In both plots, the regression line is shallower than the SD line. Useful to imagine slicing the chart into vertical strips and drawing a line through the average of each strip.

Back to the FPP chapter, it also introduces the concept of regression to the mean here, describing test-retest situations and the phenomenon where those who scored low on the initial test will likely see their scores improve and vice versa for those who scored highly.

Thinking that the regression effect must be due to something important, not just the spread around the line, is the regression fallacy.

The FPP chapter also addresses flipping the regression (although it keeps weight and height on the same axes) in a section called ‘There are Two Regression Lines’:

Here’s an example from the chapter that helps clear up some of my confusion from earlier:

Example 3. IQ scores are scaled to have an average of about 100, and an SD of about 15, both for men and for women.

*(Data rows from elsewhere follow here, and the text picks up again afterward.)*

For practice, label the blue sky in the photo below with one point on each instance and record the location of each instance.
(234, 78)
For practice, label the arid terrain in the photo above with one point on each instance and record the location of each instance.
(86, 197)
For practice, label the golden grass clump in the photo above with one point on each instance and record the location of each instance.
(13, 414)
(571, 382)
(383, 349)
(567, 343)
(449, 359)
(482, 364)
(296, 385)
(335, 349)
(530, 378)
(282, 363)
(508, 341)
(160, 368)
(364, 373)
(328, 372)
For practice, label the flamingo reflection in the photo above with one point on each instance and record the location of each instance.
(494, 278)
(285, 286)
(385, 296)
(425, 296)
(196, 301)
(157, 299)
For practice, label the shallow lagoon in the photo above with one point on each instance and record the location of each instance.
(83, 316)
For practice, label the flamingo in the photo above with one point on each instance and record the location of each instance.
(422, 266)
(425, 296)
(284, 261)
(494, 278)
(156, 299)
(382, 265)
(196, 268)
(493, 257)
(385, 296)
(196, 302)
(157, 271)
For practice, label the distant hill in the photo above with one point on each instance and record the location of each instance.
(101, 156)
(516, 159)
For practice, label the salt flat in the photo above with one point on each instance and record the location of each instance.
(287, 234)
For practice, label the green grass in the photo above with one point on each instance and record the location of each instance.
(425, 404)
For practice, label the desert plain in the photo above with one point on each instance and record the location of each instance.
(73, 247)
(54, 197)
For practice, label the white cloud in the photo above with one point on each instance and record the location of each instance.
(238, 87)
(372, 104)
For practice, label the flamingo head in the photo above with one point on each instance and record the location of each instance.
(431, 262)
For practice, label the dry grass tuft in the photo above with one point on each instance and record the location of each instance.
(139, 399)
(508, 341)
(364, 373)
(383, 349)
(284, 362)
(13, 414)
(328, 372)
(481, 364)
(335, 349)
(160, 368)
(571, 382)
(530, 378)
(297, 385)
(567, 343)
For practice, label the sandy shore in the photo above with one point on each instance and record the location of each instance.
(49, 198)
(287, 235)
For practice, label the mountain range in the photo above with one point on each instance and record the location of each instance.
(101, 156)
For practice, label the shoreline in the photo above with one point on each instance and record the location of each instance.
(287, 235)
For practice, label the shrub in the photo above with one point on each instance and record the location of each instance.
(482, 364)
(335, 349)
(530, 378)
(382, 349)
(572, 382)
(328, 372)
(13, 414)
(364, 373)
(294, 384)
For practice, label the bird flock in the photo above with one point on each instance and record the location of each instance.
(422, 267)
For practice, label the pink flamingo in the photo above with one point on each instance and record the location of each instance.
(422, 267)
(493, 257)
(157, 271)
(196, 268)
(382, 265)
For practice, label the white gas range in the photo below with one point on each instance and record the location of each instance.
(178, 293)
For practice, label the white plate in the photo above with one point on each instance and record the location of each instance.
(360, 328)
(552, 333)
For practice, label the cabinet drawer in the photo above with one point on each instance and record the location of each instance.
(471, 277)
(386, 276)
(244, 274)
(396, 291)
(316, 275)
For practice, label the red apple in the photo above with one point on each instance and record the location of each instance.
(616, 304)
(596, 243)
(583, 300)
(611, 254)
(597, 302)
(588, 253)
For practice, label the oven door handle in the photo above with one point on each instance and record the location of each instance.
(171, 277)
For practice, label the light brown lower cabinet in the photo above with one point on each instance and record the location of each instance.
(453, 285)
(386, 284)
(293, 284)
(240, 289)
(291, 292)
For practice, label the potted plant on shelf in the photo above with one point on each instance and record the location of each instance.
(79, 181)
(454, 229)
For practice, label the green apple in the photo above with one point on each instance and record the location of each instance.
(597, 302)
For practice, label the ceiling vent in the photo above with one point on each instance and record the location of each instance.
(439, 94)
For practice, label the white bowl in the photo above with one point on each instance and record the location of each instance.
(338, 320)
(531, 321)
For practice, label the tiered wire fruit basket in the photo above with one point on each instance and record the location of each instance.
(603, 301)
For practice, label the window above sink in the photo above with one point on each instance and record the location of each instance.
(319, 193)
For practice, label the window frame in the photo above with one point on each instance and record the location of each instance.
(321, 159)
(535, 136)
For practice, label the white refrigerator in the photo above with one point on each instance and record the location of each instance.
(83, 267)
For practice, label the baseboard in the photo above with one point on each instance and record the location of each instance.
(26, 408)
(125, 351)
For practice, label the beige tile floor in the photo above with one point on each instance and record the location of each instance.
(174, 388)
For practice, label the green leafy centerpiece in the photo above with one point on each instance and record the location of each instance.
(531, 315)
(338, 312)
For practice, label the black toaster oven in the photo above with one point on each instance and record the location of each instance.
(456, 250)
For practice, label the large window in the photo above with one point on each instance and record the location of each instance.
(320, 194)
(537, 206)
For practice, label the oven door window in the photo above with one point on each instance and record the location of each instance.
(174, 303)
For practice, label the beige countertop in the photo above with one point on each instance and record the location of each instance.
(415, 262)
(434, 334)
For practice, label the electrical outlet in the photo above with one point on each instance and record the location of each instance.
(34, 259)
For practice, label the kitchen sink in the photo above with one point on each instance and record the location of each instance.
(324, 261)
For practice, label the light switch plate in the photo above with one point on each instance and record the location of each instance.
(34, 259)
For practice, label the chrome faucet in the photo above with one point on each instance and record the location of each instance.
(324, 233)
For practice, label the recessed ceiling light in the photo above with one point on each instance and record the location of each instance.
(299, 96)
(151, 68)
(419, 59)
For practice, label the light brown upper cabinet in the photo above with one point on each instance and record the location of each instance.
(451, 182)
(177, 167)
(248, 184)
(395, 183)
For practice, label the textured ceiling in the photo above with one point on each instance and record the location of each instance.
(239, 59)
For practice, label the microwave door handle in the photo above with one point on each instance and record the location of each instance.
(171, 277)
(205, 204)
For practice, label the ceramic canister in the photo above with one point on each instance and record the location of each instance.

The correlation between the IQs of husbands and wives is about 0.50. A large study of families found that the men whose IQ was 140 had wives whose IQ averaged 120. Look at the wives in the study whose IQ was 120. Should the average IQ of their husbands be greater than 120? Answer yes or no, and explain briefly.

Solution. No, the average IQ of their husbands will be around 110. See figure 9. The families where the husband has an IQ of 140 are shown in the vertical strip. The average y-coordinate in this strip is 120. The families where the wife has an IQ of 120 are shown in the horizontal strip. This is a completely different set of families. The average x-coordinate for points in the horizontal strip is about 110. Remember, there are two regression lines. One line is for predicting the wife’s IQ from her husband’s IQ. The other line is for predicting the husband’s IQ from his wife’s.